Eylül 2021'de, geçecek olan tedarik zinciri kargaşasıyla ilgili olarak enflasyon artışının geçici olması mümkündü. Ancak merkez bankacılığı bir güven oyunudur. Yatırımcı algılarını yönlendirmek için gereken tek şey küçük ama spekülasyonları frenlemek için bilinçli adımlar. Rusya'nın Ukrayna'daki savaşı, fiyat artışlarını beş alarmlı bir krize dönüştürdüğü için artık tartışmasız çok geç.

Oranlar, Fed yakında tekrar faiz artıracak. Ancak bundan sonra, Powell'ın ekibi yükselen enflasyonu iki senaryodan daha iyisi olarak döndürmeye çalışırken uzun “izleme ve bekleme” dönemleri bekleyin; diğeri ise agresif parasal sıkılaştırmanın neden olduğu derin bir durgunluktur.

Hiçbir Fed lideri bir gerileme için suçlanmak istemez. Ve Covid-19'un yansımaları, enflasyon, tedarik zinciri sorunları, jeopolitik gerilimler, irrasyonel olarak yüksek hisse senedi değerlemeleri ve yükselen bir dolar düşünüldüğünde, riskler giderek artıyor. Bir politika hatasının maliyeti hiç olmadığı kadar büyük. Kolayca gönderebilir ABD hisseleri düştü daha da keskin.

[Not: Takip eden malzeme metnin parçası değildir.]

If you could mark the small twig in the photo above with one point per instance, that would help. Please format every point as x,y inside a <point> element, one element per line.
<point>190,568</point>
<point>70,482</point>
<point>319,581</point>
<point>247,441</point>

Elbette, günümüz enflasyonunun kolay paradan çok talep/arz uyumsuzlukları ve devasa mali büyüklükle ilgili olduğunu öne sürdüklerinde ekonomistlerin haklı olduğu bir nokta var. ABD üretkenliğini artırmak için gereken teknoloji yatırımının kıtlığı pek yardımcı olmuyor. Ancak merkez bankacılığının çoğu psikolojiktir. Şu anda Powell'ın işinin ne gerektirdiğini bildiğine dair çok az güven var. Daha da önemlisi, popüler olmayan kararlar verme cesaretine sahip olacağına dair çok az güven var.

Japonya bize, normale dönmektense oranları düşürmek için faizleri düşürmenin çok daha kolay olduğunu hatırlatıyor. Bu, kısaca, Powell Fed'in 1994 benzeri bir sıkılaştırma döngüsünden bahsetmesinin neden fazlasıyla abartılı olduğunu açıklıyor.